Apparently, the worldwide web caught us all unawares. Cybersquatting, taking a domain name that could be used by another business, is on the increase. Some time ago, there was a case where someone registered Cadbury as a website for their public relations business. The PR man offered to sell the domain to the chocolate maker for a vast sum. Cadbury argued that the company had a stronger claim to the name and it was, after a court hearing, surrendered with the judge reasoning that no-one would click onto Cadbury.com expecting to read all about marketing services instead of yummy chocolate. There was no litigation then, just a ruling and the surrender of the domain name.

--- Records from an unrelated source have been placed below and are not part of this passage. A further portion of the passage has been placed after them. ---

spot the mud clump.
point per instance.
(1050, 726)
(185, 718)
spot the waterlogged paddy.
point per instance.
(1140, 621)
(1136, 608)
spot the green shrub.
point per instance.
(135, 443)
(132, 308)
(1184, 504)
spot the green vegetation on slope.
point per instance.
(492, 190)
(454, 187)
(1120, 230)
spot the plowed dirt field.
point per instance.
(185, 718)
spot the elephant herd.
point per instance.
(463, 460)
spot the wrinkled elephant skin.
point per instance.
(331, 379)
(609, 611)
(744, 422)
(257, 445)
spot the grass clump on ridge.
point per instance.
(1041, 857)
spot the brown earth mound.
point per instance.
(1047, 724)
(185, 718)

I was talking to some people from Sundance recently, not for a screen test, but to find out more about the mixed COTS DSP and FPGA architectures, hardware boards and software that the English company designs and manufacturers. It registered Sundance.com many years ago and then received a phone call from the States. Robert Redford’s people wanted the company to stop using the domain name as it was needed for the Sundance film festival. David stood up to Goliath, arguing that it had a valid reason for the domain name and had got in first. Apparently, the price offered for choosing another domain name increased but the film festival, while it may rank higher in a Google search, is to be found at sundance.org, and sundance.com remains the site if you are looking for DSP boards.

According to Josh Bourne of Fair Winds Partners, an internet strategy consultancy, there is a distinction between the fraudulent abuse of domain registration, (or malicious cybersquatting), and coincidences like Sundance. In the US there has been anti-cybersquatting legislation since 1999 but that does not seem to be preventing these shenanigans. With one million sites registered each day, the appropriation of names that can infringe trademarks or mislead visitors is a large problem.

Last year, there were 2,156 complaints alleging cybersquatting filed with the World Intellectual Property Organisation, the United Nations agency responsible for protecting IP worldwide. This may seem insignificant compared to the daily site registration rate, but is 18 per cent more than in 2006 and 48 per cent more complaints than received in 2005. Cybersquatting and ‘cyber-tasting’, where a domain name can be registered and traffic monitored for five days before it has to be bought or relinquished, are thought to cost companies around $1billion each year in diverted sales, loss of goodwill and the expense of safeguarding or defending their .com name.

I am just off to check that no-one has registered carolinehayesforworldleader.com yet.